Sir Terence said the email was sent in the context of the acquisition of BG Group by Shell in February 2016, leading to a “significant reorganisation of the group’s legal department” with the loss of some jobs.

“We agree with the employment tribunal that this was the sort of advice which employment lawyers give ‘day in, day out’ in cases where an employer wishes to consider for redundancy an employee who (rightly or wrongly) is regarded by the employer as underperforming.

“We do not agree that this was advice to act in an underhand or iniquitous way.”

The Court of Appeal heard in Curless v Shell International [2019] EWCA Civ 1710 that, amid “ongoing concerns by Shell” as to his performance at work from 2011, Mr Curless submitted his first disability discrimination claim to an employment tribunal in 2015.

Following Shell’s acquisition of the BG Group, his employment was terminated by reason of redundancy, taking effect in January 2017. Two months later he made a second discrimination claim.

Along with the email, Mr Curless relied on a conversation he heard around two weeks after the email was sent in the Old Bank of England pub on Fleet Street – a well-known watering hole for lawyers, next to the Royal Courts of Justice and round the corner from Lewis Silkin’s Chancery Lane offices.

Sir Terence said Mr Curless believed he overheard a discussion between a group of lawyers at Lewis Silkin, who mentioned a senior lawyer at Shell whose “days were numbered” and who had made a disability discrimination claim. One of the men was a carrying a “Lewis Silkin notepad”.

According to Mr Curless, a female lawyer said Shell wanted his discrimination claim, which “had been ongoing for a long time”, to be handled firmly and, because of Shell’s acquisition of British Gas, there was now a “good opportunity to manage him out”.
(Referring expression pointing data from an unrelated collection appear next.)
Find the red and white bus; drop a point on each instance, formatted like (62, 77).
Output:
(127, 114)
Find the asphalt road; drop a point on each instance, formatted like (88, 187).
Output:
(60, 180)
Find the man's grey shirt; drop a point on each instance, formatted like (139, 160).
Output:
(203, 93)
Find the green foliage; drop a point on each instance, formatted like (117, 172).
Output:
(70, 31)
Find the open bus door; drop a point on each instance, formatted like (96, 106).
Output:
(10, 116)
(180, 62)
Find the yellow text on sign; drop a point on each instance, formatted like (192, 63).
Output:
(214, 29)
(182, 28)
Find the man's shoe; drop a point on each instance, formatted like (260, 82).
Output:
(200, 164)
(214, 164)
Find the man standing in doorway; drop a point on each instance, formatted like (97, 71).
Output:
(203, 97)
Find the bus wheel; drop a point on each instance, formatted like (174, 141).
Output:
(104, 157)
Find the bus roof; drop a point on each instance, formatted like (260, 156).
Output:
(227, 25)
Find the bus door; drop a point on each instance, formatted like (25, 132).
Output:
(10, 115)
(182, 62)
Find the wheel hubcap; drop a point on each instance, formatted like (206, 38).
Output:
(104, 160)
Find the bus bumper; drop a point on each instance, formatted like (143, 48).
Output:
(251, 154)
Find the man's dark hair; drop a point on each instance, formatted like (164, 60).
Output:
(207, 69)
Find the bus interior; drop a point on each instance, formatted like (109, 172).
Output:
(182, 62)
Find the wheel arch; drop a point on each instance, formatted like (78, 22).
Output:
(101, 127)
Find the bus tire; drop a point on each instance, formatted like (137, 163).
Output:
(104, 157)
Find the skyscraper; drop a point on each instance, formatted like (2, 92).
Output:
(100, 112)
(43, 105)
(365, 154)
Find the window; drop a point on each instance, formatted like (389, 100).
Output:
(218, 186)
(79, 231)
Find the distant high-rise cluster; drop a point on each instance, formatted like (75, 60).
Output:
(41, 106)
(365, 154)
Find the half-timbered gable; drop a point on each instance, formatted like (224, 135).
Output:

Sir Terence said this conversation could not be used to interpret the disputed email.

“There is no evidence that the woman whose conversation Mr Curless overheard had seen the email (Ms Ward, who sent the email, provided a witness statement denying that she had been involved in the conversation if it ever took place) or what the source of her information was.

“The advice in the email cannot be tainted by a conversation involving gossip from someone else after the event.”

Sir Terence ruled that Mr Curless could not rely on the email, which remained privileged, and allowed Shell’s appeal against the ruling of the EAT. Lord Justices Lewinson and Bean contributed to the judgment.